Threaded Mode | Linear Mode

Tugdual · 05-31-2014, 08:00 PM

Hi Thomas, thanks for your posting.
This was a huge discovery for me a few years ago thanks to the internet I finally understood the secrets of calculators. Before that I thought there was some tricky use of limited developments...
This little algorithm is truly amazing, apparently the Prime still uses it today. Wonder if math coprocessors also rely on it.

Could be a good idea to extend the article to all the possibilities of CORDIC?

brouhaha · 06-01-2014, 02:27 AM

(05-31-2014 08:00 PM)Tugdual Wrote: Wonder if math coprocessors also rely on [CORDIC]

Some of the early ones (Intel 8087, Motorola MC68881) did. It's my understanding that more recent systems, both hardware and software, tend to use other algorithms to get faster convergence. See _Elementary Functions: Algorithms and Implementation, 2nd Ed._ by Jean-Michel Muller.

Thomas Klemm · 06-01-2014, 07:32 AM

(05-31-2014 08:00 PM)Tugdual Wrote: This little algorithm is truly amazing, apparently the Prime still uses it today.

The WP-34S however uses:

Code:

    // Now Taylor series

    // tan(x) = x(1-x^2/3+x^4/5-x^6/7...)

Quote:Could be a good idea to extend the article to all the possibilities of CORDIC?

I left that as an exercise for the interested reader. Smile

Cheers
Thomas

Tugdual · 06-01-2014, 11:57 AM

(06-01-2014 07:32 AM)Thomas Klemm Wrote: The WP-34S however uses:

Code:

// Now Taylor series // tan(x) = x(1-x^2/3+x^4/5-x^6/7...)
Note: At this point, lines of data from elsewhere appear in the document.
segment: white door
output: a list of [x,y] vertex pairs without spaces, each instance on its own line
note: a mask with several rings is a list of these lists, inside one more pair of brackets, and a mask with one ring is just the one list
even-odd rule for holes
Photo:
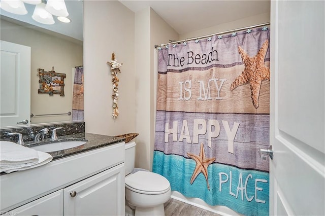
[[30,118],[30,47],[1,41],[0,48],[0,126],[23,125]]
[[63,189],[64,215],[124,215],[124,163]]
[[271,1],[270,215],[325,215],[324,14]]

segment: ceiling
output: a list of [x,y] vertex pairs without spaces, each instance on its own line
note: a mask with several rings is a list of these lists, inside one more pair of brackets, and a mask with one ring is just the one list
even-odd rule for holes
[[270,1],[124,1],[134,12],[150,7],[179,34],[270,13]]
[[78,41],[83,41],[82,34],[82,17],[83,17],[83,3],[81,0],[66,0],[67,10],[69,13],[69,17],[72,21],[70,23],[63,23],[56,19],[56,17],[53,16],[55,23],[53,25],[45,25],[36,22],[31,18],[35,6],[25,4],[25,7],[27,11],[27,14],[20,15],[7,12],[1,9],[0,13],[2,18],[23,25],[25,27],[36,28],[37,30],[44,31],[44,29],[47,29],[59,33],[61,35],[67,35]]
[[[90,0],[83,0],[90,1]],[[101,0],[103,1],[103,0]],[[106,0],[108,1],[108,0]],[[270,1],[124,1],[119,2],[136,13],[151,7],[179,34],[182,34],[245,17],[270,12]],[[25,4],[28,13],[17,15],[1,10],[2,17],[10,17],[34,26],[49,29],[79,41],[83,41],[83,0],[66,0],[72,21],[44,25],[32,19],[35,6]]]

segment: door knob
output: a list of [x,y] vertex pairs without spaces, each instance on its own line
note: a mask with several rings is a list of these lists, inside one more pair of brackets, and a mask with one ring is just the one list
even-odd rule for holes
[[77,192],[75,191],[72,191],[70,192],[70,196],[71,196],[71,197],[74,197],[76,196],[76,195],[77,195]]
[[28,120],[27,120],[27,119],[24,119],[22,121],[21,121],[20,122],[17,122],[17,124],[23,124],[25,125],[28,123]]
[[258,150],[258,154],[259,154],[259,156],[261,156],[261,158],[263,160],[266,160],[267,158],[267,155],[269,155],[270,156],[270,158],[271,160],[273,159],[273,150],[272,150],[272,145],[270,146],[269,149],[259,149]]

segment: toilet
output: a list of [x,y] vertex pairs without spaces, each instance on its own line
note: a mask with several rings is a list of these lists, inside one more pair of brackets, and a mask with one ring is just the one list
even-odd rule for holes
[[[136,143],[125,143],[125,204],[135,208],[135,215],[165,215],[164,203],[169,200],[169,182],[159,174],[135,169]],[[138,171],[139,170],[139,171]]]

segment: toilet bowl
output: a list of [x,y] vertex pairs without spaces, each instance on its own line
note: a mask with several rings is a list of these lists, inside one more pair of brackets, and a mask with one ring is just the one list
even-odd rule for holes
[[165,215],[164,203],[170,198],[170,184],[166,178],[154,172],[140,170],[131,173],[126,163],[130,159],[128,153],[135,149],[135,143],[132,142],[125,145],[126,204],[135,208],[136,216]]

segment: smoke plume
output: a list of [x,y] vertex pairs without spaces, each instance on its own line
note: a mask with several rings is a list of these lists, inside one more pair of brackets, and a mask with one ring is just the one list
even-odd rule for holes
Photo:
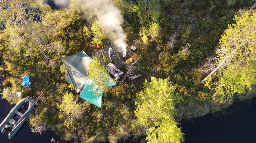
[[[56,5],[63,6],[69,3],[68,0],[53,0]],[[124,18],[121,11],[111,3],[111,0],[76,0],[84,11],[85,18],[91,23],[100,20],[106,29],[108,38],[118,47],[119,52],[126,55],[126,36],[121,25]]]

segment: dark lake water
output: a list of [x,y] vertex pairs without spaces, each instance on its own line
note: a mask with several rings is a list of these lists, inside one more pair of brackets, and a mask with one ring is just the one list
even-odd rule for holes
[[211,115],[182,122],[185,143],[256,143],[256,100]]
[[[0,89],[2,89],[2,87],[0,86]],[[242,104],[227,109],[225,115],[209,115],[192,121],[182,121],[179,126],[185,134],[185,143],[256,143],[256,100]],[[1,99],[0,106],[1,122],[15,105],[10,105],[7,101]],[[41,135],[32,133],[27,123],[10,140],[7,134],[0,134],[1,143],[51,143],[52,138],[56,141],[60,140],[58,135],[50,131]],[[59,143],[65,142],[60,141]]]
[[[1,84],[0,79],[0,85]],[[0,86],[0,89],[2,90],[2,87]],[[0,91],[0,93],[1,92]],[[15,106],[15,105],[10,105],[6,100],[1,99],[1,96],[0,96],[0,97],[1,97],[0,98],[0,107],[1,107],[0,112],[0,122],[1,122],[8,115],[11,108]],[[11,140],[8,139],[7,133],[4,134],[0,133],[0,143],[52,143],[52,138],[54,139],[56,142],[60,140],[60,137],[54,132],[51,131],[48,131],[41,135],[31,132],[31,129],[27,122],[24,124],[14,138]],[[60,141],[59,143],[65,142]]]

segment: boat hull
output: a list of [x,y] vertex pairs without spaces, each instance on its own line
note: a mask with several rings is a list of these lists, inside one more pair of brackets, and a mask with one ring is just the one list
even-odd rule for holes
[[[11,118],[12,119],[15,117],[15,116],[17,116],[17,112],[19,112],[17,111],[20,108],[22,105],[26,104],[28,102],[29,103],[28,109],[26,110],[24,114],[19,115],[20,116],[20,118],[18,120],[17,122],[16,122],[14,124],[13,124],[13,127],[12,129],[11,129],[11,130],[8,131],[9,132],[9,139],[11,139],[14,137],[14,136],[16,135],[16,133],[17,133],[20,128],[21,128],[23,124],[26,122],[26,120],[29,115],[29,114],[32,111],[33,107],[31,107],[32,105],[31,103],[31,100],[32,98],[30,97],[27,97],[20,101],[17,104],[17,105],[16,105],[16,106],[11,109],[8,115],[5,117],[4,120],[3,120],[1,124],[0,124],[0,129],[1,129],[4,128],[4,126],[5,125],[9,123],[9,120]],[[21,114],[21,113],[19,113]]]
Interesting, I wonder what justified the choice.
A matter of patent?
What is the most efficient approach in terms of speed and accuracy between CORDIC and Taylor?
Or may be CORDIC was the right choice for old calculators with little ROM?

Paul Dale · (This post was last modified: 06-01-2014 12:14 PM by Paul Dale.)

(06-01-2014 11:57 AM)Tugdual Wrote: Interesting, I wonder what justified the choice.
A matter of patent?

I honestly don't remember why I chose this approach over others. My guess would be a matter of expediency, I had a lot to implement quickly. A taylor expansion is easy to write and generally quite small. They aren't always the most numerically stable methods. There aren't patent issues for these series that I'm aware of -- too well known to an expert in the field.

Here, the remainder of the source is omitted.